PhpGrammar Architecture
The Php Grammar uses the Lexer's declarative features to capture a small set of basic information, then routes to appropriate PHP functions for additional handling. There are words
and operators
. words
are basically any string of alphanumeric characters, including underscore and backslash. operators
are basically any symbol (or series of symbols) that have a particular meaning in the language.
There is a Handlers
trait which takes the basic information & routes it to an appropriate method. Operations are mapped from symbol to a string (like =
is assign
). Then operations are routed like $this->op_assign()
. Words like $this->op_function
(when the word function
hits).
There is an $xpn
(expression) ast used as a simple object to hold meta data / state information.
-
$xpn->declaration
is automatically appended to by whitespace, words, operators (maybe docblocks??? maybe comments ??). -
$xpn->words
is automatically appended to each time a word is encountered. -
$xpn->last_op
is the last operation recorded & is set automatically after an operation is done being handled. -
$xpn->waiting_for
is set by specific handlers for specific words/operators & checked by subsequent handlers to see if the state is correct. -
$xpn->head
... is sometimes set as an ast for something to be acted upon, but is not added to the regular ast stack. Idr the use case.

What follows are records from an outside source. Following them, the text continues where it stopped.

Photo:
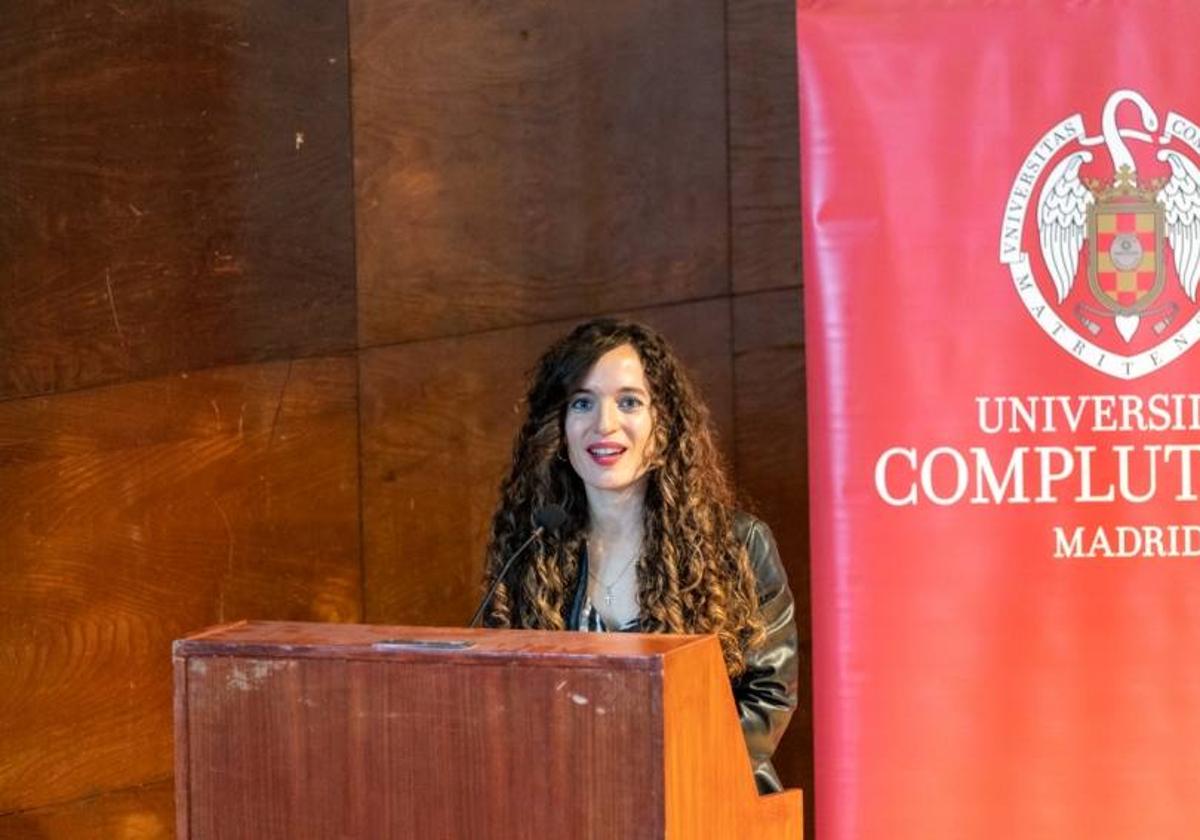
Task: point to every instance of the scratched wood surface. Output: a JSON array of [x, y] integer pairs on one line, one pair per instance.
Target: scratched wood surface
[[133, 514], [438, 420], [772, 454], [144, 813], [175, 191], [335, 748], [521, 162], [765, 192]]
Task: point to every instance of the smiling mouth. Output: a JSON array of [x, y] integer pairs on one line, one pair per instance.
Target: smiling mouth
[[605, 455]]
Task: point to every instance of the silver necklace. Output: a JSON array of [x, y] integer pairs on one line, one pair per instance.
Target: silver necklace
[[610, 587]]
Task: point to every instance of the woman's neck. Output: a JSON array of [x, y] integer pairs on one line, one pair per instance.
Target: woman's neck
[[615, 517]]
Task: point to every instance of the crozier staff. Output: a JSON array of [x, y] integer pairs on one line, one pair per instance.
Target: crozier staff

Both declaration & words are reset to an empty array frequently by specific handlers.
Old notes from developing the idea of the current arcitechture
I'm thinking of a new paradigm where I catch EVERYTHING & at 'stoppers' I will process what has been captured. Essentially I will capture "words" which are .... and encapsulated sequence of characters. " i am a string"
is one word
because that's a single unit for parsing.
in public int $abc = "I am a thing";
, the words are:
- public
- int
- $abc
- =
- "I am a thing"
Then ;
is a stopper
. Maybe =
is a stopper, too.
The idea is that ... everything works out to be an expression made up of words and operators.
<?php
protected $whatever = 'cat';
/** abc */
static public function abc(bool $b): string {
$abc = "cat";
$def = "dog";
return "zeep";
}
It's gonna build the same kind of AST, but now I get to think about it differently.
so, protected $whatever =
.
When I hit =
, I know I have an assignment
operation
the left-hand words of that operation are ['protected', '$whatever']
;
The last word is the property name. All words before it are modifiers (which may include type).